BOSTON — A law enforcement official says authorities have identified the young girl whose body was found in a trash bag on a Boston Harbor beach this summer.
The mystery of “Baby Doe” sparked a massive social media campaign to try to find out what happened to her. The name of the child has yet to be released.
Authorities have also executed a search warrant at a home outside Boston in connection to the case and have taken one person into custody, according to NBC affiliate WHDH, who says the search warrant helped identify the girl.
A spokesman for the district attorney’s office said the investigation remains “very active.”
The girl was named “Baby Doe” by investigators and was estimated to be 4 years old.
Her body was found on Deer Island in Winthrop on June 25 by a woman walking a dog. Stay with WFLA.com for updates.
Police immediately appealed to the public for help in identifying the girl. Using photos of her remains, the National Center for Missing and Exploited Children created a composite image of what the girl might have looked like when she was alive.
Within two weeks of the discovery of her body, the image of the chubby-cheeked, brown-eyed girl had tugged on heartstrings around the world.
By early July, the image had been liked on the Massachusetts State Police Facebook page by more than 50,000 people and shared more than 615,000 times, reaching an estimated 47 million people.
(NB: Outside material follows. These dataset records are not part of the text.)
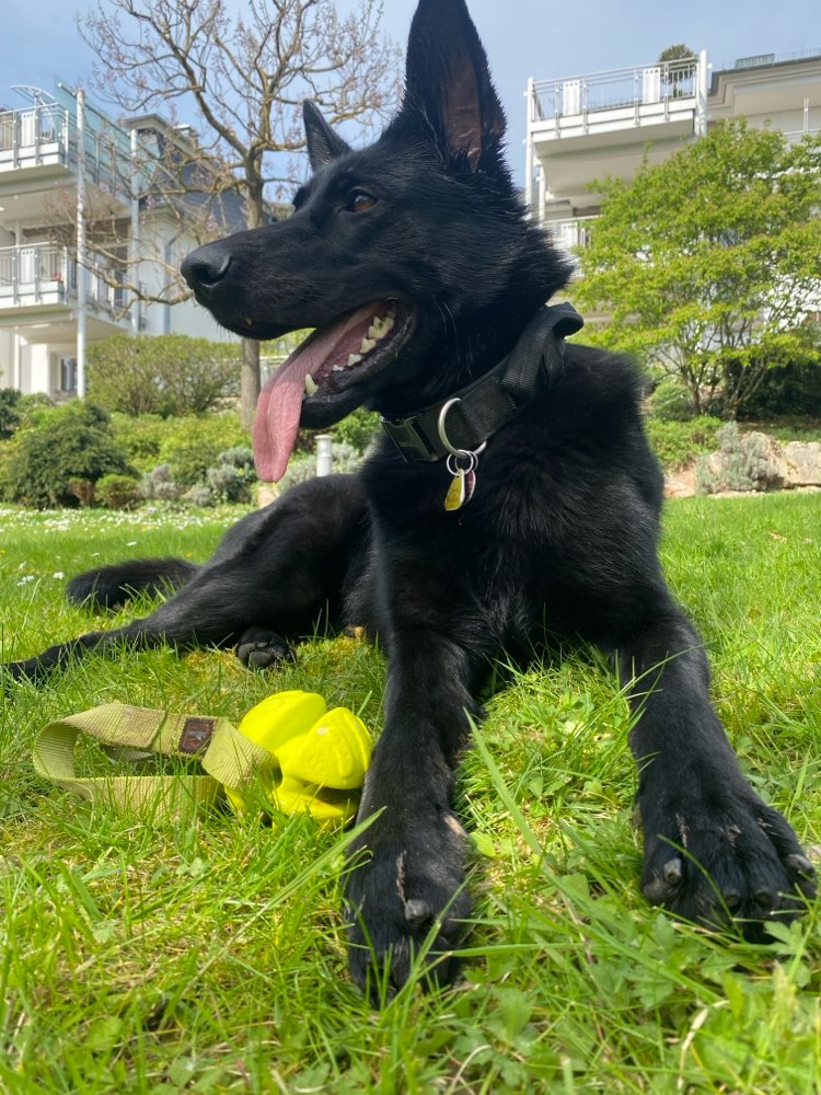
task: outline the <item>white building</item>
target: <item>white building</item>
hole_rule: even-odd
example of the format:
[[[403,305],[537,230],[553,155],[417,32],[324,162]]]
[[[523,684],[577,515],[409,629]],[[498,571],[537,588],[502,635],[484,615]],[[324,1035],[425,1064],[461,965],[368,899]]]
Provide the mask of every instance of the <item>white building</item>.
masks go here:
[[[190,300],[129,288],[162,295],[197,243],[152,200],[150,155],[136,158],[185,132],[155,116],[116,125],[63,83],[16,90],[28,105],[0,108],[0,388],[82,393],[86,343],[119,332],[230,337]],[[239,199],[226,203],[229,230],[242,227]]]
[[[527,97],[531,215],[560,246],[583,246],[600,211],[588,185],[632,178],[646,152],[658,163],[724,118],[745,117],[796,140],[821,131],[821,48],[720,69],[703,50],[683,61],[530,80]]]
Authorities set up an anonymous text line and were flooded with tips. The tips led authorities to check on the well-being of dozens of little girls but did not lead them to Baby Doe’s family.
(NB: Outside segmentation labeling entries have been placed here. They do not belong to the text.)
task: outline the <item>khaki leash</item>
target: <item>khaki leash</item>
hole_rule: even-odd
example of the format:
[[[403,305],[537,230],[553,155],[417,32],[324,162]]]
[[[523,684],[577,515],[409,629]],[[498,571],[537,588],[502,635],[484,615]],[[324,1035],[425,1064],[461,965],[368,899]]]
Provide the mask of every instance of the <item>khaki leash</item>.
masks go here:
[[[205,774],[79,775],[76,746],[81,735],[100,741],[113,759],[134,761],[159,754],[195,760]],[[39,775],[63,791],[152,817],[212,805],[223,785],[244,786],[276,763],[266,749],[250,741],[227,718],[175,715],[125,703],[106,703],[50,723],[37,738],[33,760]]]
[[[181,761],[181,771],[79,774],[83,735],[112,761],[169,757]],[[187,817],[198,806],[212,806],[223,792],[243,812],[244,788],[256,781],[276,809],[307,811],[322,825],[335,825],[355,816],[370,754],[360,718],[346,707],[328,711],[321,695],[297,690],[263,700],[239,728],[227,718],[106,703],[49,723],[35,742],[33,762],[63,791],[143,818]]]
Despite the widespread publicity, investigators have been frustrated for months trying to figure out who she was and how she died.
There were no obvious signs of trauma to her body. An autopsy performed by the state medical examiner’s office did not immediately determine the manner or cause of her death.
Police chased down tips from around the world, but experts determined pollen on the girl’s blanket and leggings and in her hair came from trees found in New England.